DNS – If DNS Failover is Not Recommended, What Is?

datacenterdisaster-recoverydomain-name-systemfailoverhigh-availability

As a followup question to his very popular question: Why is DNS failover not recommended?, I think it was agreed that DNS failover is not 100% reliable due to caching.

However the highest voted answer did not really discuss what is the better solution to achieve failover between two different data centers. The only solution presented was local load balancing (single data center).

So my question is quite simply what is the real solution to cross data center failover?

Best Answer

A whole data center would need to go down or be unreachable for this to apply. Your backup at another data center would then be reached by routing the IP addresses to the other data center. This would happen through the BGP route announcements from the primary data center no longer being provided. The secondary announcements from the secondary data center would then be used.
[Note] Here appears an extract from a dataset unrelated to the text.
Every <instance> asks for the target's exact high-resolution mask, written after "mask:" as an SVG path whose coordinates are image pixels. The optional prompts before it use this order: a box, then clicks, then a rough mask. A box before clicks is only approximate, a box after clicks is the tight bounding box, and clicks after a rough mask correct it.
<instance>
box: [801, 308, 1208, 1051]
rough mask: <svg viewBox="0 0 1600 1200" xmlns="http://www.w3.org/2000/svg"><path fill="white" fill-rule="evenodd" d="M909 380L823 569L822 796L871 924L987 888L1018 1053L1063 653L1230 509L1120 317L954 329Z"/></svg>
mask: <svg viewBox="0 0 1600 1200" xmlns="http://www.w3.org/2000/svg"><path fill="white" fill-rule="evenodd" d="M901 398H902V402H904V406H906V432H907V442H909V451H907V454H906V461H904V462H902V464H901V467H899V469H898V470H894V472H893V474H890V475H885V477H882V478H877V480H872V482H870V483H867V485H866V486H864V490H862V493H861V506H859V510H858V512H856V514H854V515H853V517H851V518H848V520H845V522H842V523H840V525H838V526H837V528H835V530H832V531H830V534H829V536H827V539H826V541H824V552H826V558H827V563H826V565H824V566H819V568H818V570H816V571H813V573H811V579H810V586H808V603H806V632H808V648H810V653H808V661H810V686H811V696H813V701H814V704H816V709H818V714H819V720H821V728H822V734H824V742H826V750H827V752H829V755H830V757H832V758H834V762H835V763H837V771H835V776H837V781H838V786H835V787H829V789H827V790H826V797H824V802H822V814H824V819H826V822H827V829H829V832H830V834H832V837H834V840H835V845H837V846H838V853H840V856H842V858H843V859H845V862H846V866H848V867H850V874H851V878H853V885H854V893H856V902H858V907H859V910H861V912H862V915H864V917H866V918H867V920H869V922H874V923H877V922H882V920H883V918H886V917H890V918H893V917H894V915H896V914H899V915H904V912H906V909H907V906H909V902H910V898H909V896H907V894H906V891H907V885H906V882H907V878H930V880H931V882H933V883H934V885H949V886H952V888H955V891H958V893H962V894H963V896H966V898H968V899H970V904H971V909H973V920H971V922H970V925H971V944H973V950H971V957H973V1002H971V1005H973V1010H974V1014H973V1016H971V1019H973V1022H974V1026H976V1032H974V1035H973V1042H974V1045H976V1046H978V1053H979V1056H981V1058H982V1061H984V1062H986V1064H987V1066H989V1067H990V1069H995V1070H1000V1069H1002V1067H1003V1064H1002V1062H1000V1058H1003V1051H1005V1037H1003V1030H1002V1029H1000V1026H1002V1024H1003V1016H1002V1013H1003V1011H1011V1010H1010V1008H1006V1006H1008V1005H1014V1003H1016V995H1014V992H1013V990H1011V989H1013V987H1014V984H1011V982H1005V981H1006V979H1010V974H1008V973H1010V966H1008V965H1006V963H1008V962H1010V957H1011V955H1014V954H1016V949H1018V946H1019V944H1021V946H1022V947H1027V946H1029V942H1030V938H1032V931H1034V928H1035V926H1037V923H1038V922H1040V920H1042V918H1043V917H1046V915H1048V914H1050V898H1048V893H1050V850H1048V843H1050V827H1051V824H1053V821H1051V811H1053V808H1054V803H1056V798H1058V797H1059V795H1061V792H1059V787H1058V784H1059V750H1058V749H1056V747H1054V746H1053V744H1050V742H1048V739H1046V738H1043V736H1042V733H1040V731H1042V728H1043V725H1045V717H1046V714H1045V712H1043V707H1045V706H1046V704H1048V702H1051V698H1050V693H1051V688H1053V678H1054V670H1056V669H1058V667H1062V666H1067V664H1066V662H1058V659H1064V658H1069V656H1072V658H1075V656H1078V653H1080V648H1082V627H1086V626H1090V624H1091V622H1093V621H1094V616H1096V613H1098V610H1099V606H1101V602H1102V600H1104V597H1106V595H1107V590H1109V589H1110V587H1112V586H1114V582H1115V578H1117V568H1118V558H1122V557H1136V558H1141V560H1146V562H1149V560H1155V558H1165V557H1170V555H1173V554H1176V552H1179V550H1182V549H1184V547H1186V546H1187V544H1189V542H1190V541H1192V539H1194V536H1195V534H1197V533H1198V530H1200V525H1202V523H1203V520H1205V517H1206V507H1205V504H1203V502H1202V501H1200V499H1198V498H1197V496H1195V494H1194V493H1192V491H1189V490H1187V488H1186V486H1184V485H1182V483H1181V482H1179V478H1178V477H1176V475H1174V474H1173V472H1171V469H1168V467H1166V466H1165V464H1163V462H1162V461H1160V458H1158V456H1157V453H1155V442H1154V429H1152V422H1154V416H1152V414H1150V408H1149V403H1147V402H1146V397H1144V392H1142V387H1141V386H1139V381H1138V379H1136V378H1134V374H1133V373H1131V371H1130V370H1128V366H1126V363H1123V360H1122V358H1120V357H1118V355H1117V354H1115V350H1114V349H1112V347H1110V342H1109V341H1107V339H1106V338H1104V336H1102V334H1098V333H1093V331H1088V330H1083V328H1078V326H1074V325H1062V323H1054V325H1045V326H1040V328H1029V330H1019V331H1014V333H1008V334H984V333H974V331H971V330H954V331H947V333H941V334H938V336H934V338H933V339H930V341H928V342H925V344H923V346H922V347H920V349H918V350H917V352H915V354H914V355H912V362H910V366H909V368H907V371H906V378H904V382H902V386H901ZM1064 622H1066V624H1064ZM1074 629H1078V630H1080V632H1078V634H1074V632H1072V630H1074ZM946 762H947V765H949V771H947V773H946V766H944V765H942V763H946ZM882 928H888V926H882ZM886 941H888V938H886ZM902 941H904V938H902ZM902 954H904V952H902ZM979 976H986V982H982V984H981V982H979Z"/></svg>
Smaller businesses are generally not large enough to justify the expense of portable IP address allocations and their own autonomous system number to announce BGP routes with. In this case a provider would multiple locations is the way to go.

You either have to be reached via your original IP addresses, or via a change of IP address done by DNS. Since DNS is not designed to do this in the ways needed by what "failover" means (users can be out of reach by at least as long as your TTL, or the TTL imposed by some caching servers), going to the backup site with the same IPs is the best solution.